Change your account password and security questions immediately. Do this for your Lyte account, email account, and other online accounts.
Report it to the police, and your bank.
Regularly check your online account activity for unexpected or unusual activity.
Keep your software up to date
Software is complex and often has minor bugs that hackers seek to exploit.
Device makers and application developers provide updates to operating systems and applications regularly that fix known bugs. To help protect your systems and data from hackers you should install updates as soon as they become available and where possible enable automatic updates.
Turn on automatic updates for your system and applications, found in the Control Panel on Windows, under System Preferences on MacOS, or Settings on your Apple mobile device.
Use anti-virus software
Viruses or malware are malicious software that can be installed on your computer or mobile device through an infected file, unsafe download, or unpatched security vulnerability.
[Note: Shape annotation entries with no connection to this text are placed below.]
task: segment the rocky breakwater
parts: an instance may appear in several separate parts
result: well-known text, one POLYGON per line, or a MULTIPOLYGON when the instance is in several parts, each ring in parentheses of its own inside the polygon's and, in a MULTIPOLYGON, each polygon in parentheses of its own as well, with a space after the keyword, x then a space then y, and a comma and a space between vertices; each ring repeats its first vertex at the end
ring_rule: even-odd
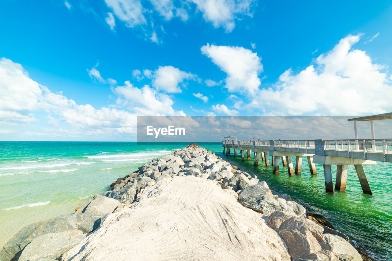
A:
POLYGON ((119 178, 74 214, 24 228, 0 260, 362 260, 289 196, 192 145, 119 178))

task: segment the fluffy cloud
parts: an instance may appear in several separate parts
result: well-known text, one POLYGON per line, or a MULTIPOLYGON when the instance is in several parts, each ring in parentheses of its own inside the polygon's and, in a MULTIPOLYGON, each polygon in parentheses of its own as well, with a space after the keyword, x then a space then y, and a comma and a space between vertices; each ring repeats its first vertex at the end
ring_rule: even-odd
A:
POLYGON ((71 5, 69 4, 69 3, 68 3, 66 1, 64 2, 64 4, 65 5, 65 6, 66 6, 67 8, 68 8, 68 9, 71 9, 71 5))
POLYGON ((197 76, 181 70, 171 66, 160 66, 152 76, 152 86, 157 90, 169 93, 182 92, 181 87, 185 84, 184 80, 195 79, 197 76))
POLYGON ((193 94, 192 95, 197 98, 201 99, 205 103, 207 103, 208 101, 208 97, 206 96, 204 96, 200 92, 197 94, 193 94))
POLYGON ((95 66, 91 68, 91 70, 87 69, 87 72, 89 74, 89 76, 91 78, 91 79, 94 81, 98 81, 101 83, 109 83, 111 85, 114 85, 117 83, 117 81, 111 78, 108 78, 105 80, 101 76, 101 73, 96 69, 97 67, 98 66, 98 63, 95 65, 95 66))
POLYGON ((229 92, 253 94, 258 90, 261 81, 258 76, 263 65, 256 53, 242 47, 208 43, 201 50, 227 74, 225 87, 229 92))
POLYGON ((105 18, 105 20, 106 21, 106 23, 110 27, 110 29, 114 31, 114 27, 116 26, 114 17, 113 16, 113 14, 111 13, 107 13, 107 15, 109 16, 105 18))
POLYGON ((392 111, 391 77, 352 47, 361 36, 348 35, 298 74, 289 69, 272 88, 261 90, 252 106, 274 115, 361 115, 392 111))
MULTIPOLYGON (((103 79, 100 78, 98 71, 89 70, 92 70, 92 77, 103 79)), ((139 89, 128 81, 123 86, 112 88, 118 95, 116 104, 98 109, 88 104, 77 104, 61 92, 52 92, 30 79, 21 65, 5 58, 0 59, 0 122, 5 126, 19 126, 23 130, 26 128, 21 124, 36 122, 34 125, 41 127, 29 125, 29 130, 29 130, 29 135, 132 135, 136 133, 137 115, 185 115, 182 111, 172 108, 173 102, 167 95, 159 93, 147 85, 139 89), (47 115, 45 121, 58 128, 42 127, 45 122, 40 122, 36 115, 40 117, 43 113, 47 115)), ((105 81, 116 82, 111 78, 105 81)), ((10 130, 7 133, 12 133, 10 130)))
POLYGON ((138 115, 185 115, 182 110, 173 110, 173 101, 168 95, 159 93, 148 85, 139 89, 127 81, 123 86, 114 88, 113 92, 120 96, 117 101, 118 104, 132 108, 138 115))
POLYGON ((127 26, 133 27, 147 23, 143 14, 144 9, 138 0, 105 0, 118 19, 127 26))
MULTIPOLYGON (((242 16, 251 16, 250 10, 253 0, 189 0, 175 2, 172 0, 150 0, 154 10, 146 9, 140 0, 105 0, 116 16, 133 27, 145 24, 147 21, 144 13, 153 11, 169 21, 174 16, 183 21, 189 18, 189 13, 194 13, 194 8, 200 11, 204 20, 211 23, 215 28, 224 27, 231 32, 236 20, 242 16)), ((197 12, 196 12, 197 13, 197 12)))
POLYGON ((235 110, 229 110, 224 104, 220 104, 218 103, 216 105, 212 105, 212 110, 217 113, 228 116, 236 116, 240 114, 240 113, 235 110))
POLYGON ((192 0, 203 17, 212 23, 214 27, 223 26, 227 32, 231 32, 235 25, 237 15, 251 15, 249 9, 252 0, 192 0))
POLYGON ((156 37, 156 33, 154 31, 152 32, 152 34, 151 36, 151 37, 150 38, 150 40, 153 43, 156 43, 157 44, 159 44, 159 43, 158 42, 158 38, 156 37))

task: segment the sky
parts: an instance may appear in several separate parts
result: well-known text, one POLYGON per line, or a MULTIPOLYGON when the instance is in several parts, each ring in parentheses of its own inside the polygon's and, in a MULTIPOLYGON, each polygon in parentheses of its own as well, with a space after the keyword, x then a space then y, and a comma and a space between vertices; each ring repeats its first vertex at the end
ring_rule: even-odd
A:
POLYGON ((392 112, 389 0, 0 5, 0 140, 136 141, 138 116, 392 112))

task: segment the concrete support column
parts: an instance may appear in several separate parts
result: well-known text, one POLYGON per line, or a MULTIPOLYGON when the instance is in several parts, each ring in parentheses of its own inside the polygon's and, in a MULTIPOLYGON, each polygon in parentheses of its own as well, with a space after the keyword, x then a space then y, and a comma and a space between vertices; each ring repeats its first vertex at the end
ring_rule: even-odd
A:
POLYGON ((274 174, 279 174, 279 156, 274 156, 274 174))
POLYGON ((294 169, 293 169, 293 160, 291 156, 286 157, 287 162, 287 171, 289 176, 294 176, 294 169))
POLYGON ((335 182, 335 189, 336 190, 346 191, 347 167, 347 165, 338 165, 336 168, 336 180, 335 182))
POLYGON ((355 170, 357 171, 357 175, 358 175, 358 178, 359 180, 359 183, 361 183, 361 186, 362 188, 363 193, 372 195, 373 193, 372 193, 372 190, 370 189, 370 186, 366 178, 366 175, 365 174, 365 171, 363 170, 363 166, 362 165, 354 165, 354 166, 355 167, 355 170))
MULTIPOLYGON (((264 155, 264 162, 265 162, 265 166, 267 167, 269 167, 269 160, 268 159, 268 152, 263 152, 263 154, 264 155)), ((273 157, 272 157, 273 158, 273 157)))
POLYGON ((260 158, 260 153, 259 152, 255 152, 254 153, 254 166, 257 167, 259 165, 259 158, 260 158))
POLYGON ((334 193, 334 184, 332 182, 331 165, 323 166, 324 166, 324 179, 325 181, 325 191, 329 193, 334 193))
POLYGON ((308 156, 308 164, 309 165, 309 169, 310 171, 310 174, 312 175, 317 175, 316 166, 313 163, 313 157, 311 156, 308 156))
POLYGON ((286 157, 285 156, 282 156, 281 157, 282 158, 282 163, 283 164, 283 166, 284 167, 286 167, 287 166, 287 162, 286 160, 286 157))
POLYGON ((295 158, 295 174, 301 175, 301 169, 302 166, 302 156, 297 156, 295 158))

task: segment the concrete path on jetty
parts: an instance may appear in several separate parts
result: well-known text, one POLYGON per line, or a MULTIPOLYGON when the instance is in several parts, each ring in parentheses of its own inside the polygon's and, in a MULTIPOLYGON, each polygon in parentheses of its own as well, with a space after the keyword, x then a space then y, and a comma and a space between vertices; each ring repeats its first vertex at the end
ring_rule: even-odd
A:
POLYGON ((191 145, 119 178, 74 214, 22 229, 0 261, 362 260, 290 196, 191 145))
Anti-virus software can help prevent the installation of new malware and will detect most malware if it does get installed.
What happens if malware or a virus is installed?
It can capture everything you type, like usernames and passwords to your email, Lyte, and other financial accounts.
It can read all the files on your system, including email, financial records, and personal information.
Malware can take over your system to send out spam emails or attack other people’s accounts, making your computer part of the problem.
Hackers will use or sell the information they obtain through malware, which can be used to steal your money or your identity.
How does anti-virus software help?
Anti-virus software reviews your system and will check incoming emails and downloads for malware.
It can also run scheduled scans to make sure nothing suspicious has snuck onto your system.
Remember to enable automatic updates, because the anti-virus developers are constantly identifying and addressing new threats.
Download with caution
Whether it’s software, an app or a file, make sure you only download from reputable websites or people you trust and check reviews for users reporting problems.